The year 2014 may prove to be a transitional one for the company after it sought to cut its costs and debt obligations, and greater progress could be seen in 2015 as a result, according to the report.
It was a rough although not unexpected result in the fourth quarter for insurance giant American International Group Inc., which saw profits decline 67 percent due to a decision to pay down debt and add cash to reserves.
Net income was just $655 million, or 46 cents per share, compared to $1.98 billion and $1.34 per share just a year ago, AIG reported in a statement Thursday, according to a Bloomberg report.
Operating profit, meanwhile, was 97 cents per share, below the $1.06 average that analysts surveyed by Bloomberg had been expecting. Operating profit excludes results from investing and debt redemptions.
Chief Executive Officer Peter Hancock had been focusing on revamping the company to improve on results ever since assuming leadership back in September, issuing bonds at lower interest rates in order to repay higher-cost debts, absorbing an $824 million charge for that in the fourth quarter. One analyst called it a “transitional year” for AIG, and 2015 should show some progress for the company, according to Bloomberg.

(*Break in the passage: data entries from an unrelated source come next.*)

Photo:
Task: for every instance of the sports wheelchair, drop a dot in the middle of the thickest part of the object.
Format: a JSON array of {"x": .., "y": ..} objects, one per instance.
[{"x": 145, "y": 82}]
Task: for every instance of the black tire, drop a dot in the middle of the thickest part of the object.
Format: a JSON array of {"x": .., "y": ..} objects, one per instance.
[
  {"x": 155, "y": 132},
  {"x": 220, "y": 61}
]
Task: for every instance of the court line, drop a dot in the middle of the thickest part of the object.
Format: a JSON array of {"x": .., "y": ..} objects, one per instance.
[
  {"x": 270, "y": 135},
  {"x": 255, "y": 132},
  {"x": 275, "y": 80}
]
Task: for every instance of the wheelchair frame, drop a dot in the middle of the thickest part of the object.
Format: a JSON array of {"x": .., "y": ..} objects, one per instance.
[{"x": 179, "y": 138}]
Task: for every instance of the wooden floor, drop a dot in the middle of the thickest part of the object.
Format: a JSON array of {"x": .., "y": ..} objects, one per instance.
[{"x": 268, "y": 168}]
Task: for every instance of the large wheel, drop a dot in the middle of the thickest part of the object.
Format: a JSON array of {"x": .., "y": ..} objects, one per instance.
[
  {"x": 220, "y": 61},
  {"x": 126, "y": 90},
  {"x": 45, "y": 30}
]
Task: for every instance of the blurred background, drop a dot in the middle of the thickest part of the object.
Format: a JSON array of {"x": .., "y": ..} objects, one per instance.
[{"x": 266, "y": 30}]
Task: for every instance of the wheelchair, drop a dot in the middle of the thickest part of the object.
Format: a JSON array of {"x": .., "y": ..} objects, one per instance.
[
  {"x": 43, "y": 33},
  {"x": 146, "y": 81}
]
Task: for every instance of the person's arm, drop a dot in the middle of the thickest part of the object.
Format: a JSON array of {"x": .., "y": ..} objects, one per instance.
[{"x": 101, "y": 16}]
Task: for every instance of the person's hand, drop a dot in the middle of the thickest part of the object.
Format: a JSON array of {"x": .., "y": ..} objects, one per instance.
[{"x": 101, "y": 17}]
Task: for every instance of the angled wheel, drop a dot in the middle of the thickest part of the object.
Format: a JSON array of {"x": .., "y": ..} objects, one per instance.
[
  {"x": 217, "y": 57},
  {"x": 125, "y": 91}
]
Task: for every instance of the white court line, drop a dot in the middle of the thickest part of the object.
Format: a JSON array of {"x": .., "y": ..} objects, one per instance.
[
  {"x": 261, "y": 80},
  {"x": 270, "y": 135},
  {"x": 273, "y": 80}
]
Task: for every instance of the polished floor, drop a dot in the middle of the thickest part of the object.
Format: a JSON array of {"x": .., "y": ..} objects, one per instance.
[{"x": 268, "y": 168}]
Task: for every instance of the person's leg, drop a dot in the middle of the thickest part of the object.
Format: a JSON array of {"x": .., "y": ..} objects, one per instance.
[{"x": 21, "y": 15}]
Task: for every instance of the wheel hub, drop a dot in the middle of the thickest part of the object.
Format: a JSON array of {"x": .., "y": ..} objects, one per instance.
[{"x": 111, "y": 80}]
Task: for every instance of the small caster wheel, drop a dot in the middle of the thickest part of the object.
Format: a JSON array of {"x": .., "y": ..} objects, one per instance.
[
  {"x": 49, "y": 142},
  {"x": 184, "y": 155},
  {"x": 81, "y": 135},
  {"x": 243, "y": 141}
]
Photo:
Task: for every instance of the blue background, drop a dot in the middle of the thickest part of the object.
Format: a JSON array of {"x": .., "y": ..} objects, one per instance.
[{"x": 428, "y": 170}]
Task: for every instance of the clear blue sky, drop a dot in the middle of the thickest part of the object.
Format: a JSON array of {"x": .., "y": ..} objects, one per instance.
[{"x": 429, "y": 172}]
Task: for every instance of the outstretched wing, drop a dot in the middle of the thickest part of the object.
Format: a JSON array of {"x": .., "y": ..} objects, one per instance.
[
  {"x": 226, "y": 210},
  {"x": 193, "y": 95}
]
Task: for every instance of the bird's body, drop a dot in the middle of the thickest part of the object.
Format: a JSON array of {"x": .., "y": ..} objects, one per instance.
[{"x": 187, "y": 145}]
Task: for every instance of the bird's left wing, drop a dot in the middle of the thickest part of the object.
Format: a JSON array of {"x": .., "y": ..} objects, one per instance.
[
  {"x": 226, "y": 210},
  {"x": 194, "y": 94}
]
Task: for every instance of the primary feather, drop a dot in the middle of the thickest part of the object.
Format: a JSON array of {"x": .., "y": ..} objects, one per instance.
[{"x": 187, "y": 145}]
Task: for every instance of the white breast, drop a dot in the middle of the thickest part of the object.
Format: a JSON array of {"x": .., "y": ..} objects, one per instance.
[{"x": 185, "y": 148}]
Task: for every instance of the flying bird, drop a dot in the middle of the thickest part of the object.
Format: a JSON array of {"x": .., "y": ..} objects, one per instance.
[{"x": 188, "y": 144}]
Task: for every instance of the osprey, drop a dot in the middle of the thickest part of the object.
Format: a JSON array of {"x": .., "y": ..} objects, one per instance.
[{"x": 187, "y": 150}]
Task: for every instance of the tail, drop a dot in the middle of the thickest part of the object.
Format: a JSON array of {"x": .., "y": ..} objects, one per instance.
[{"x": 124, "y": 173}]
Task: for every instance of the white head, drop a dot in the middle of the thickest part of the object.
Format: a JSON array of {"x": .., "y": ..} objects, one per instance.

The stock was down after the results were announced, but not too much: trading closed at $52.11, a 34-cent decline. The company grew 9.7 percent last year compared to the 11.4 percent gain of the Standard & Poor’s 500 Index, meaning that it underperformed compared to its peers.
The board authorized repurchasing $2.5 billion in stock. AIG bought back $4.9 billion in stock throughout all of 2014.
AIG issued 4.5 percent 30-year notes worth $750 million, and repurchased $2.8 billion in high-cost hybrid and senior notes, reducing its debt obligations. It also cut debt tied to the direct investment book by about $2.5 billion, according to Bloomberg.